Strobe Tuner
A true real-time strobe disc, not a cosmetic overlay.
How a strobe tuner works
A strobe tuner compares the phase of an incoming signal against a reference oscillator. When the signal is exactly in tune, the strobe disc appears to stand still; when it is flat or sharp, the disc rotates at a speed proportional to the pitch error. Traditional mechanical strobe tuners did this with a painted rotor and a flashing lamp. The visual feedback is instantaneous and continuous; you see the drift as it happens, rather than watching a needle settle.
What Calcophony's strobe actually is
The strobe disc in Calcophony is a real strobe simulation rendered by a native GPU module. The disc rotation responds directly to measured phase, the same way a mechanical strobe does; it is not a cosmetic overlay on top of a conventional needle algorithm. That distinction matters for string players tuning into tenths of a cent, and for anyone working with historical temperaments where small cent deviations are the whole point.
Features
- Chromatic and instrument modes: detect any pitch, or lock to a specific instrument's string set.
- Instrument presets: guitar, bass, violin, viola, cello, and more, with built-in alternate tunings.
- Historical temperaments: Werckmeister III, Kirnberger III, Vallotti, Young I, quarter-comma meantone, and Pythagorean.
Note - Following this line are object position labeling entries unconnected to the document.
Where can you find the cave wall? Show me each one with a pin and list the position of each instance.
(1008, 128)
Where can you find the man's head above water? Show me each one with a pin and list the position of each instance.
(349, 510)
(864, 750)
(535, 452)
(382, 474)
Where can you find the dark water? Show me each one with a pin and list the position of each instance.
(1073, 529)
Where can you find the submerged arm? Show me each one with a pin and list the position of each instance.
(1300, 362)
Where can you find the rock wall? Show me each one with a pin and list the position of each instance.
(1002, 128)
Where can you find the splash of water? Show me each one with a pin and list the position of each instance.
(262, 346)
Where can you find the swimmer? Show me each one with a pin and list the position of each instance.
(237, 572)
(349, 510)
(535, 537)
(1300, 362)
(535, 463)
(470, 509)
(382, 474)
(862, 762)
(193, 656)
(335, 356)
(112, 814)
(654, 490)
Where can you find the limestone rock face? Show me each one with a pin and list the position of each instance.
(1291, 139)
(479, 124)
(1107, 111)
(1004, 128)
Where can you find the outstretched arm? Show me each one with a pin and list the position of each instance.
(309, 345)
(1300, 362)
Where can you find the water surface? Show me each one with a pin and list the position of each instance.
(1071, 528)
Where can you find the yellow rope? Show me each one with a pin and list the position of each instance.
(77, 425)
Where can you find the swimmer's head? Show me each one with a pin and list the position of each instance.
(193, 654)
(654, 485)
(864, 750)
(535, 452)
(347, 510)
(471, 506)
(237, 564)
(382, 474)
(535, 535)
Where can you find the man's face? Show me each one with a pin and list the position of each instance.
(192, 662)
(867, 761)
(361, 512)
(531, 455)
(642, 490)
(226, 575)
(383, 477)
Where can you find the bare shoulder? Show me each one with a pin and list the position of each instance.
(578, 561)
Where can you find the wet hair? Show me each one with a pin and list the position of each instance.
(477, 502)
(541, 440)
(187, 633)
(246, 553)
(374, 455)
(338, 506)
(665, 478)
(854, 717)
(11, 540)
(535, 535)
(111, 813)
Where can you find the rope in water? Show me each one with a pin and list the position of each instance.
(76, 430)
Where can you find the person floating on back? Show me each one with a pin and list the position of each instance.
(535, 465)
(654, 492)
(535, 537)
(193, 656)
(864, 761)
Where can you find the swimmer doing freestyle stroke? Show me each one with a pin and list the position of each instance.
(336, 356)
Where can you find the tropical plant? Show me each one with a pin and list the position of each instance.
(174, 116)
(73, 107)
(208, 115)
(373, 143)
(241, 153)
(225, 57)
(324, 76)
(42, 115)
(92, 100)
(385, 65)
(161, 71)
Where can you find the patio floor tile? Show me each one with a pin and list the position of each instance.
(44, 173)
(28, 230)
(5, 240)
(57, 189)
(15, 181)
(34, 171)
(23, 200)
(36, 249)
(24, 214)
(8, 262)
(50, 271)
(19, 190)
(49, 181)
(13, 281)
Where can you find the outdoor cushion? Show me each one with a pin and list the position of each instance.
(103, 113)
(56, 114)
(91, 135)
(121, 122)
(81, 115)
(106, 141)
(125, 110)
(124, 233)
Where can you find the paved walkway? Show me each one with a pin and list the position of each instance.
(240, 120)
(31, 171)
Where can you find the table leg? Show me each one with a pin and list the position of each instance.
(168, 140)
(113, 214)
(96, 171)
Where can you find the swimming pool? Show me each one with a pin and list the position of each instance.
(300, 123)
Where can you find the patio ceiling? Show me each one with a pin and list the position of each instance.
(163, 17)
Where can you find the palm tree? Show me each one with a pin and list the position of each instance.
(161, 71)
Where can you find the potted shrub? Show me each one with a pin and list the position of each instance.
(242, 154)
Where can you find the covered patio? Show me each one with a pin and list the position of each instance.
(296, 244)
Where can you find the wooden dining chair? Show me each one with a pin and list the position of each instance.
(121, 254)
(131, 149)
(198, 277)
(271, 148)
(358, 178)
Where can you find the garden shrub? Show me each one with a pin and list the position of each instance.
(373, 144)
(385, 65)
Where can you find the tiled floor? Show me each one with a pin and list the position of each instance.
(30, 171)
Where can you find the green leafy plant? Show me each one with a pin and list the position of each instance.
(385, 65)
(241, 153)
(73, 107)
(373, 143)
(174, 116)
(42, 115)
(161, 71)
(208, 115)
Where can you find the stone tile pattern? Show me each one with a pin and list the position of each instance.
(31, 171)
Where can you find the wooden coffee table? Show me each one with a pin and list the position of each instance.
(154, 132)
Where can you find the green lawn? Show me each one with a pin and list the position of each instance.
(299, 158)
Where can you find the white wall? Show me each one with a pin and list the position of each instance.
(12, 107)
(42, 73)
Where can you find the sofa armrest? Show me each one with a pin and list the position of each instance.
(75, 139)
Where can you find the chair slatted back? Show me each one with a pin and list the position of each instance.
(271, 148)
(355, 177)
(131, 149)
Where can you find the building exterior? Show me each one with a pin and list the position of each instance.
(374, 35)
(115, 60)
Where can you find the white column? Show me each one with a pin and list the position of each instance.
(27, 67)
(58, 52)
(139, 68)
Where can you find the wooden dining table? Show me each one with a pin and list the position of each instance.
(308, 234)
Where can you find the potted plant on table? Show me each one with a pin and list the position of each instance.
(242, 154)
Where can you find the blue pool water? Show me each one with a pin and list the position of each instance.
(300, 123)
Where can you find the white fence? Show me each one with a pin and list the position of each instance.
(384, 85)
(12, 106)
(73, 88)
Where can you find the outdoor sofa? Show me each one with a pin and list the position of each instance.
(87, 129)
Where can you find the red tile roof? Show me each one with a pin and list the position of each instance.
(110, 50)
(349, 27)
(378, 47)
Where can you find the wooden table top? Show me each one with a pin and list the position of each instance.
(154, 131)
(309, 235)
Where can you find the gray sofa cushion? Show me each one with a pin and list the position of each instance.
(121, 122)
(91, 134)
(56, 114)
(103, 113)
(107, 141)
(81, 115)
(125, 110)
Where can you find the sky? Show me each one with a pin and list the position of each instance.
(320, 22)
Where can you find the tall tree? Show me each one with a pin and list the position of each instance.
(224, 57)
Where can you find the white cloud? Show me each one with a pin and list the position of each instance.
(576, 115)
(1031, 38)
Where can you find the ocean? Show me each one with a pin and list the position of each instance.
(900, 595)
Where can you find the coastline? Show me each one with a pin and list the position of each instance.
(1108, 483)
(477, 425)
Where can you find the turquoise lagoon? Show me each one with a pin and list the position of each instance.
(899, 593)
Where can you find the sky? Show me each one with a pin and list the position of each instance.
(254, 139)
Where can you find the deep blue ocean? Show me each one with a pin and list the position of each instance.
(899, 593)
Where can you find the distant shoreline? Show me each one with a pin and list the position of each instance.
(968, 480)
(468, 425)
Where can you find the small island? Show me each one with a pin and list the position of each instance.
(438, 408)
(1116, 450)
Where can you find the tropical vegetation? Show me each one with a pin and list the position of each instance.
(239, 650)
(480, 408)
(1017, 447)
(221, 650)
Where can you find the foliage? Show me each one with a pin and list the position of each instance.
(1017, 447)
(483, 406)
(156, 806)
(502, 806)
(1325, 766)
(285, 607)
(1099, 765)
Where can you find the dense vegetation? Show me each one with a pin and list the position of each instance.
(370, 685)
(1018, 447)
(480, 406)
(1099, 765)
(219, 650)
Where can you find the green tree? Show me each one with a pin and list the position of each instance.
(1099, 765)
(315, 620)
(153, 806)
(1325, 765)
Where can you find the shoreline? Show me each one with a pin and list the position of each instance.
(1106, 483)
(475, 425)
Offsets are in cents from 12-TET.
- Custom reference pitch: A4 from 392 Hz to 494 Hz.
- Semitone transposition: shift target strings up or down for alternate setups and down-tuned instruments.
- Reference tone playback: audition the target pitch for ear-tuning against a drone.
- Two display modes: the strobe disc for fine drift, or a classic needle meter for quick visual reference.
Who this is for
The Strobe Tuner is built for players and technicians who want strobe-level precision without carrying dedicated hardware. Guitarists and bassists use it for fine intonation work, string players already familiar with high-end strobe tuners get a familiar workflow, and early-music ensembles tune continuo groups in Werckmeister III or Kirnberger. Players working in alternate or down-tuned setups can shift target strings without rebuilding the instrument preset, and anyone studying temperaments can hear and see the difference between a just major third and an equal-tempered one.